2.4. Cell Lysis and Western Blot

Endothelial cells were lysed in a cold Tris buffer (50 mM Tris (pH 7.4), 2 mM EDTA, 1 mM EGTA, 50 mM NaF, 10 mM Na4P2O7, 1 mM Na3VO4, 1 mM DTT, 1% Triton X-100, 0.1% SDS, 1 mM PMSF,10 μL/mL protease inhibitor cocktail) for 15 min on ice and scraped. After centrifugation of lysates (700× g, 6 min), aliquots of the supernatants were used for protein determination according to Lowry with bovine serum albumin (BSA) as standard (DCTM Protein Assay kit, Bio-Rad Laboratories, Inc., Hercules, CA, USA). The remaining supernatants were mixed with Laemmli buffer, boiled and kept at −20 °C. SDS polyacrylamide gel electrophoresis (SDS-PAGE) was performed with 20–30 µg lysate protein per lane (equal amounts per experiment) and followed by the transfer of proteins to PVDF membranes. The membranes were blocked for 1 h in a TBST buffer (20 mM Tris (pH 7.6), 137 mM NaCl, 0.1% (w/v) Tween® 20) containing 5% BSA or 5% non-fat dried milk, dependent on the antibodies to be used.
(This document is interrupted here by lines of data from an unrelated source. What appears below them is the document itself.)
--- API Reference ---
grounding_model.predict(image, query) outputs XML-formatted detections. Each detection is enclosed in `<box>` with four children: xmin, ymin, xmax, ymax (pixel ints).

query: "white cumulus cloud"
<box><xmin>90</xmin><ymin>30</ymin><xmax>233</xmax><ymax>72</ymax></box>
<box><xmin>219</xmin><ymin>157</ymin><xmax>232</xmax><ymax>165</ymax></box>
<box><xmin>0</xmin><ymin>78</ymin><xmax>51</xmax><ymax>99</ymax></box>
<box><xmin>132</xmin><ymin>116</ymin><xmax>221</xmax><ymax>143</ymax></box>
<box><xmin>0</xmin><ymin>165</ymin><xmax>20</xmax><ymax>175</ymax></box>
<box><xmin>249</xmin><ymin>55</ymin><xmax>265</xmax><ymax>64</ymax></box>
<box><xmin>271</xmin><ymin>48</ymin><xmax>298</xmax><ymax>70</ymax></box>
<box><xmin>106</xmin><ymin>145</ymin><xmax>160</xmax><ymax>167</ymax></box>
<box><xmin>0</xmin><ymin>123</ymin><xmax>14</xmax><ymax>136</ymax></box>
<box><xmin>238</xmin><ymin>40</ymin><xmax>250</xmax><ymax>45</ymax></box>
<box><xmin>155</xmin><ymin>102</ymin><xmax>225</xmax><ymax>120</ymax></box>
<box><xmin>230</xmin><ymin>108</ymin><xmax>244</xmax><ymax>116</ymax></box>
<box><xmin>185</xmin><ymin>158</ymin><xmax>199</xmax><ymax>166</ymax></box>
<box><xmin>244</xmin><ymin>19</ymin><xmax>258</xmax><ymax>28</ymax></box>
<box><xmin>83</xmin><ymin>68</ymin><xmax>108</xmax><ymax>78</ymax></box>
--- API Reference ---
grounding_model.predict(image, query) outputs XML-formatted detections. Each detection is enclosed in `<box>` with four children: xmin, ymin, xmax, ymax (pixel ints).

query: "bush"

The blots were incubated overnight at 4 °C with primary antibodies and, subsequently, with secondary antibodies for 1 h. Antibodies against PDHK2, PDHK3 and PDHK4 and the secondary antibodies were diluted in TBST with 5% milk, and all other antibodies were diluted in TBST containing 5% BSA. For the visualization of protein signals, an enhanced chemiluminescence (ECL) reagent (GE Healthcare, Chicago, IL, USA) or a Western Lightning Plus-ECL reagent (Perkin Elmer, Waltham, MA, USA) was applied. The obtained blots were quantified with Fiji [26]. The figures represent protein bands from the same blots.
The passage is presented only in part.